Saffron Couscous with Pinenuts and Raisins
1.5 cups couscous
2.5 cups chicken broth
pinch of saffron threads
1 red onion, coarsely chopped
1 red pepper, coarsely chopped
1 clove garlic, minced
some chives, coarsely chopped
handful of pinenuts
handful of raisins
big pinch of paprika
pinch of cayenne
pinch of tamarind
.25 stick butter
salt and pepper

Warm the broth and throw in saffron threads; let sit on low heat for at least 15 minutes. Be careful not to let this boil. Meanwhile, toast the pinenuts in a small amount of olive oil, in a large pot till browned. Remove and set aside. Using the same pot and adding more oil, saute the garlic, red onion and red pepper with spices. Cover the pot and let sit for a couple of minutes. Add the saffron broth and bring to a boil. Once mixture is boiling, remove from heat and stir in couscous. Keep fluffing couscous while stirring in butter, then the pinenuts, raisins and chives. Ready to serve once couscous reaches desired consistency. Serves 4.

Tamarind is available in many forms. If you get the dried powder (which I did), this is not as strong as say, the pulp concentrate. Depending on how much saffron you use – for the money you pay for it nobody wants to overpower the saffron - adjust accordingly)

Slow-Roasted Tomatoes Stuffed with Spinach
8 medium-to-large cluster tomatoes
balsamic vinegar
1 bag spinach
1 onion, well chopped
1 clove garlic, minced
breadcrumbs
some heavy cream (not too much)
pinch of thyme
s/p

Preheat oven at 350F. Remove tops from tomatoes, scoop out the pulp and reserve; turning tomatoes upside down on a paper towel to dry. Lay tomatoes out on roasting pan, salt heavily and season with balsamic vinegar and olive oil. Separately, saute garlic and onion, adding thyme and later, the tomato pulp and breadcrumbs. Meanwhile, cook spinach in saucepan of salted, almost-boiling water for 3 minutes until almost wilted. Drain and add spinach to garlic and onion mix. saute for a while more, add cream and cook down a little before removing from heat. Spoon this spinach-cream mixture into the tomatoes and roast uncovered at 250 for two hours. Serves 4.

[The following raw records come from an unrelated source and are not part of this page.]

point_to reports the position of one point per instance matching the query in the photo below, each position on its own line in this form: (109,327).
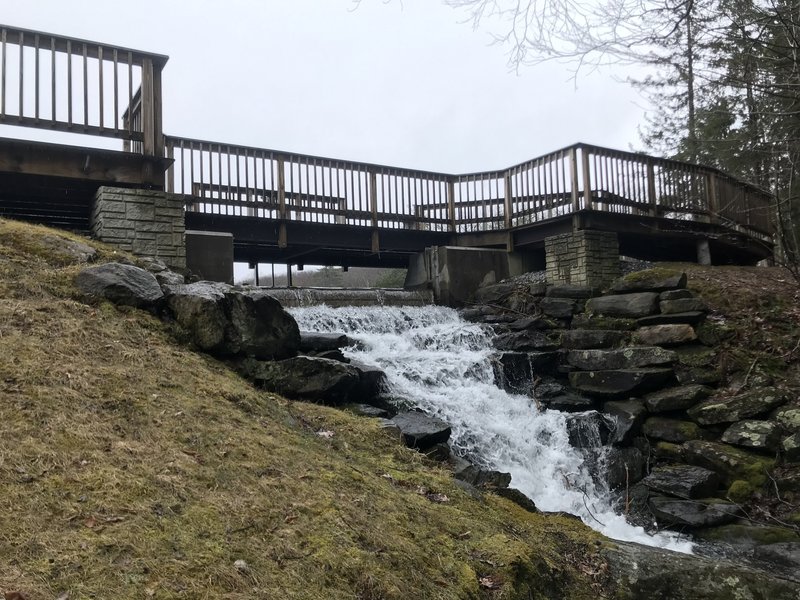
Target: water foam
(441,364)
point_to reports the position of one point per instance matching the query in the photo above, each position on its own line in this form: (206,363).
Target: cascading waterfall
(441,364)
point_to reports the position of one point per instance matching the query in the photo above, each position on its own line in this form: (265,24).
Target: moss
(740,491)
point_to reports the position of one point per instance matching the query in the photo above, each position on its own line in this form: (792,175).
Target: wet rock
(687,318)
(225,321)
(421,431)
(654,280)
(628,415)
(586,339)
(673,512)
(121,284)
(728,462)
(743,406)
(677,398)
(623,467)
(676,294)
(576,292)
(522,341)
(305,378)
(790,447)
(613,384)
(683,481)
(682,305)
(786,554)
(664,335)
(636,571)
(322,342)
(625,305)
(759,435)
(672,430)
(623,358)
(558,308)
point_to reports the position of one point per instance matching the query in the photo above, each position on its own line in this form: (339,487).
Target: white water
(440,364)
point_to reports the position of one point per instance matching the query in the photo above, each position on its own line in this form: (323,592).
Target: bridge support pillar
(145,222)
(584,257)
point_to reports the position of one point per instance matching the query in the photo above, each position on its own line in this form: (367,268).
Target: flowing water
(441,364)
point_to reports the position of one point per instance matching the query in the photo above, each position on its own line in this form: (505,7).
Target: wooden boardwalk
(288,207)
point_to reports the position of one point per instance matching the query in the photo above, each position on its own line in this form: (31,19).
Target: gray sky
(404,83)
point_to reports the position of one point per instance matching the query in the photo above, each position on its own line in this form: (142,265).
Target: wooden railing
(70,85)
(245,181)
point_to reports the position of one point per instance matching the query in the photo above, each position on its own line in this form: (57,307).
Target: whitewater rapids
(439,363)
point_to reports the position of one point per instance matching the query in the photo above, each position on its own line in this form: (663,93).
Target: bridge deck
(289,207)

As tomatoes go out of season, slow-roasting becomes an easy method to extract the fullest flavour from even the most disappointing of tomatoes. Plus, I'm a huge fan of roasting stuff because of the minimal workload - you just stuff it in the oven and go check your email. Do not hold back on the balsamic vinegar for this one. For aesthetic purposes, you can save the tomato tops and replace when serving, for presentation. Or, you can melt some cheese (mozzarella if you're classy, Kraft singles if you're not) on top of the roasted tomatoes, it all sounds good to me. I just served them as is – they looked pretty damn delicious to me, and did not disappoint.